They're a formidable-looking lot, The*Ga*Ga*s, as they prowl on stage to the sound of The Sex Pistols' "Pretty Vacant".

They're a formidable-looking lot, The*Ga*Ga*s, as they prowl on stage to the sound of The Sex Pistols' "Pretty Vacant". Four boys decked out in classic rocker gear, with long hair and a smattering of eye make-up, the band bear more than a passing resemblance to their icons Mötley Crüe and Guns N' Roses, and as they launch into their first driving, chuntering song it's hard to avoid the impression that this is an Eighties rock band, in all its pomp and glamour, reincarnated.

Despite the introduction, the Pistols are not a big influence on The*Ga*Ga*s' sound. It has been described as "erogenous rock" and is a sort of amalgamation of the Seattle rockers Pearl Jam with some of the heavy riffs of Rage Against the Machine, laced with plenty of snake-hippery and general rock-star pouting from the lead singer, Tommy.

This sort of rock is often an unattractive proposition, but somehow The*Ga*Ga*s manage to make it work. The riffs are necessarily large and the tunes rattle along engagingly, and it is not until the fourth track that Tommy, looking terrific with his shoulder-length black hair and natty waistcoat, stops to catch his breath and announce a song title. It's called "Majestic", and while you wouldn't go that far, it showcases the band's strength - the three-man harmonies during the choruses thatsoften the heavy pounding which is going on underneath.

The audience, a reasonably large collection of youngsters and ageing metal lovers in what is a smallish, sweaty venue, seem reluctant to get any closer to the stage despite Tommy's encouragements. That has probably more to do with the intensity with which the band are playing and performing, as bassist Toshi stares out menacingly behind an artfully dishevelled fringe, while the drummer, J, administers a fearsome thrashing to his kit.

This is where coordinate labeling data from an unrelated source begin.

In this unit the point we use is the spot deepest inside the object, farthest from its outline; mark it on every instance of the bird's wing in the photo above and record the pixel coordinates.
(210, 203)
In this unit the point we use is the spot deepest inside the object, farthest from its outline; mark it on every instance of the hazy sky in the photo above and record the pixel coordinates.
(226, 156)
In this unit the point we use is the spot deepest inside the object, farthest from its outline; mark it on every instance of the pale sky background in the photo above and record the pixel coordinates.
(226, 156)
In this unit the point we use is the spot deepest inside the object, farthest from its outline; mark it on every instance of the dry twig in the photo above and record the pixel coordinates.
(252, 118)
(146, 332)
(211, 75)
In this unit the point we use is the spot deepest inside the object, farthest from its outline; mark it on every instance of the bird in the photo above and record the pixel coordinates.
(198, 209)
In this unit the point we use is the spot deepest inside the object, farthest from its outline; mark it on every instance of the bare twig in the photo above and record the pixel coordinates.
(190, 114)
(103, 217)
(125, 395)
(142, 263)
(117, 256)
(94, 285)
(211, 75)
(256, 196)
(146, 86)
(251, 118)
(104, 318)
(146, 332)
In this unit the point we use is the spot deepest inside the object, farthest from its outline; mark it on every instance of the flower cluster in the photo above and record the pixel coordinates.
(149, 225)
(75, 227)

But the real attention is on Tommy, who is starting to find his stride and is strutting across the stage, flamboyantly discarding his waistcoat to reveal his torso. We're into the middle section now and the band's finest moment, the melancholic and melodic "Taking America". Again, the harmonies are tight between Toshi and the guitarist, Rob, and the chord transitions and pleading vocal recall another band named after baby noises - The Goo Goo Dolls.

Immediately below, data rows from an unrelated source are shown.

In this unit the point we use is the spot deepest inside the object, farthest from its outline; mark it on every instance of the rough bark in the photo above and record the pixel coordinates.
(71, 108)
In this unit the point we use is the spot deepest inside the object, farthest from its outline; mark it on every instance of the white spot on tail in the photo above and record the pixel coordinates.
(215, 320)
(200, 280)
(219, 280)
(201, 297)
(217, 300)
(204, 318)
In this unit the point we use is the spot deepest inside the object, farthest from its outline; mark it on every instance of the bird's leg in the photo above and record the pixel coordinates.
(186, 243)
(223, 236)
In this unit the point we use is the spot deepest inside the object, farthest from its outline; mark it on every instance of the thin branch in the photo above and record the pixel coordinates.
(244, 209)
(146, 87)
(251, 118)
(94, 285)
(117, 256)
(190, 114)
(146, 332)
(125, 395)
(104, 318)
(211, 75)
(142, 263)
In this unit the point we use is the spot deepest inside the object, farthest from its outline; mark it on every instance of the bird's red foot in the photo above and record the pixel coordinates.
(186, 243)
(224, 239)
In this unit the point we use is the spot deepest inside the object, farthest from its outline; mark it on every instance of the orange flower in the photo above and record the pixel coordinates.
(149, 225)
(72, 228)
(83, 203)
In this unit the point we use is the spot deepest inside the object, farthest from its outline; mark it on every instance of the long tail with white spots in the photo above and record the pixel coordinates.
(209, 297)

There's a run through thedouble-A-side singles "Replica" and "KO", based around a sensitive couplet rather at odds with the band's punishing rhythm ("And I wish that she could dig the way I smile/ But she don't remember me - that ain't her style"), before they launch into the finale. By now, Tommy has leapt from the stage on to the bar and is winding himself around a pole like a randy cat. It's terrific stuff, and the crowd warmed to it. The*Ga *Ga*s, have the tunes and the front man to go far, they play a little like their heavy metal stablemates The Darkness - but without the irony.